TPU vs GPU: Google's chip commercialization accelerates, can NVIDIA's moat hold up?

Although a single TPU is not as powerful as the strongest GPU, Google is leveraging its ultra-large-scale clusters and higher cost-effectiveness to challenge NVIDIA's pricing power and market control. The real battleground lies in ecosystems and business models—NVIDIA locks in users with CUDA, while Google opens new entry points with TPU + Gemini. NVIDIA has a clear advantage in versatility and ecosystem maturity, but as more leading clients begin to "test the waters" with TPUs, any slight loosening will be quickly amplified by the market
When Google began attempting to sell its self-developed AI chip TPU (Tensor Processing Unit) to a broader market, this "chip cold war," which originally only occurred in the cloud, is being brought to the forefront and poses a substantial challenge to AI chip leader NVIDIA.
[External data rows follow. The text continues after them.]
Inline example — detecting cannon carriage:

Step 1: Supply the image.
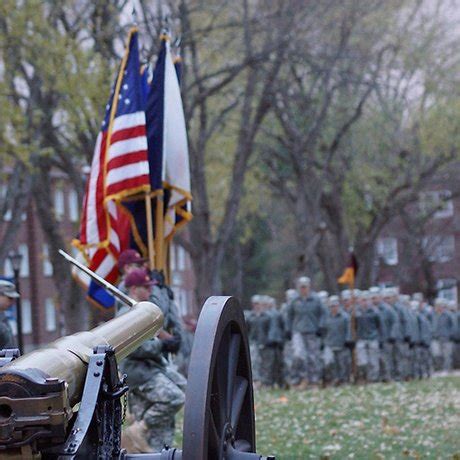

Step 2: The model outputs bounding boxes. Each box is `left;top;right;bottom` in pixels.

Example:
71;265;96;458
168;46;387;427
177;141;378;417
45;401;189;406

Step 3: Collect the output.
0;253;274;460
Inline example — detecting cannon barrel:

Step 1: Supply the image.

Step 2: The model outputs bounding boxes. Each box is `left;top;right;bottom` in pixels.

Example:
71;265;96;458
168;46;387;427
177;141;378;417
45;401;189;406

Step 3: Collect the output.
0;302;163;452
0;302;163;405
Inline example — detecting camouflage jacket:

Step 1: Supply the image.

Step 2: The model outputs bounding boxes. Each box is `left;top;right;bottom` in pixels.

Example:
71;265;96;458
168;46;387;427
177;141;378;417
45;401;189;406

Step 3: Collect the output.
324;310;352;349
286;293;328;335
356;307;382;340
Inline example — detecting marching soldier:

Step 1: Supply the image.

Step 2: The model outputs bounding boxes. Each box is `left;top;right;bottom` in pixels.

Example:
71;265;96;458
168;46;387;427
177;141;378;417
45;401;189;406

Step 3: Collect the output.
453;303;460;369
122;269;186;452
433;299;454;371
385;288;408;381
356;291;382;382
281;289;298;385
323;296;352;385
418;297;433;378
369;286;397;382
0;280;19;350
267;297;285;388
286;276;327;388
244;294;262;387
341;289;356;382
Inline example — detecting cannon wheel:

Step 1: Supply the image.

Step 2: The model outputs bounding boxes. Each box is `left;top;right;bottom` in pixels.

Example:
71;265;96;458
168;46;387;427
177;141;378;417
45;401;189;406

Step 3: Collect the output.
182;296;261;460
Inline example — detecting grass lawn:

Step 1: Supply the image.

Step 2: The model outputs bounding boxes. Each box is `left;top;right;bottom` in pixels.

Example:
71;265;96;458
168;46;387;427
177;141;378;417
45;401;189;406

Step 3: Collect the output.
176;376;460;460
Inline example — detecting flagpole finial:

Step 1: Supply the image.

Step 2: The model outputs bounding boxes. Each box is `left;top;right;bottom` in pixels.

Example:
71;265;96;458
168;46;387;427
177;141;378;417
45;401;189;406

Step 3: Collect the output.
131;5;138;26
173;35;182;58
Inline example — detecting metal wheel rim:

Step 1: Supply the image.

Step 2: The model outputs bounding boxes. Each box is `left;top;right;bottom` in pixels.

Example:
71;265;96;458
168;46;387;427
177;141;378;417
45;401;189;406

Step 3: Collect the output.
183;296;255;460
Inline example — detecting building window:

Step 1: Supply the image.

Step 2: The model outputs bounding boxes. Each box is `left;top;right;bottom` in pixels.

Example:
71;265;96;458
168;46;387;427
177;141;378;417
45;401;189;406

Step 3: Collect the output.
177;246;186;271
173;287;188;316
377;238;398;265
3;244;29;278
423;235;455;263
436;278;458;302
419;190;454;219
42;244;53;276
21;299;32;334
68;190;80;222
45;299;56;332
53;188;64;220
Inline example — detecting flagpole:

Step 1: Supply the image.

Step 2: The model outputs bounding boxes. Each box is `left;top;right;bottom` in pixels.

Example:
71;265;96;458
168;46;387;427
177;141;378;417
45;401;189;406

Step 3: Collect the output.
155;190;165;271
165;242;171;286
145;193;155;270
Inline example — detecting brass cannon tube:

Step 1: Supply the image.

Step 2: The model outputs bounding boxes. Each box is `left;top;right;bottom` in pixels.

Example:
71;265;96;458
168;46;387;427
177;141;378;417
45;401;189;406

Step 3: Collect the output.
2;302;163;405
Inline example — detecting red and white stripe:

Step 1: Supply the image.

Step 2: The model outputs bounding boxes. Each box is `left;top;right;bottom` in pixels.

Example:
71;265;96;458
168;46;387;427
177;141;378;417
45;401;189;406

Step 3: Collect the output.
105;111;150;196
80;112;150;283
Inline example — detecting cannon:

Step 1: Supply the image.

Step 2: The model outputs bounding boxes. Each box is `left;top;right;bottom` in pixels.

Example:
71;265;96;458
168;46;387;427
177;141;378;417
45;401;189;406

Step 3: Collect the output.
0;256;274;460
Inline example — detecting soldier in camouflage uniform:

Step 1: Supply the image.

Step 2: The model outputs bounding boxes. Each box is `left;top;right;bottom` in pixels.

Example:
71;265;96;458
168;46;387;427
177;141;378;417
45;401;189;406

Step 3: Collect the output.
369;287;397;382
115;249;147;315
340;289;356;382
121;269;186;452
244;294;262;387
267;297;286;388
286;276;327;388
400;295;419;380
386;288;408;381
356;291;382;382
281;289;298;385
323;296;352;385
418;297;433;378
0;280;19;351
453;305;460;369
433;299;455;371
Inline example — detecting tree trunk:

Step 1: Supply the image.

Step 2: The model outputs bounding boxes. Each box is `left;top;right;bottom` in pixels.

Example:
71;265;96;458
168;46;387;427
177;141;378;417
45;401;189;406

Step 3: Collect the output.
32;158;89;334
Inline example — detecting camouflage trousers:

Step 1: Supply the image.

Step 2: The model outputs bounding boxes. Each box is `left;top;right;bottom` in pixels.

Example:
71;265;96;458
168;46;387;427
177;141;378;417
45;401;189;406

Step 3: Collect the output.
128;368;186;452
419;345;433;379
380;342;394;382
323;347;351;384
292;332;323;384
259;346;283;387
439;340;454;371
412;345;430;379
249;342;262;382
356;340;380;382
283;340;292;385
393;342;409;381
431;339;453;371
452;342;460;369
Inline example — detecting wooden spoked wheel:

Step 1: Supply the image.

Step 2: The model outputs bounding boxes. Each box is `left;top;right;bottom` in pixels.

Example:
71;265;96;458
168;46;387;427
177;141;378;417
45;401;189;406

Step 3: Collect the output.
182;297;272;460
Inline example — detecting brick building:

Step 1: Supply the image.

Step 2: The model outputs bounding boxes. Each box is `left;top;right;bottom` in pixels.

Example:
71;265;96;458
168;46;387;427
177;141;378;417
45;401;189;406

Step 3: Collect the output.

A recent article by tech media The Information analyzes that NVIDIA cannot ignore the fact that the two most advanced AI models in the world—those from Google and Anthropic—are developed using Google’s self-developed TPU chips, either fully or partially, rather than NVIDIA’s GPUs. This reality has prompted one of NVIDIA's largest clients, Meta, to seriously consider using Google’s TPU to develop new models.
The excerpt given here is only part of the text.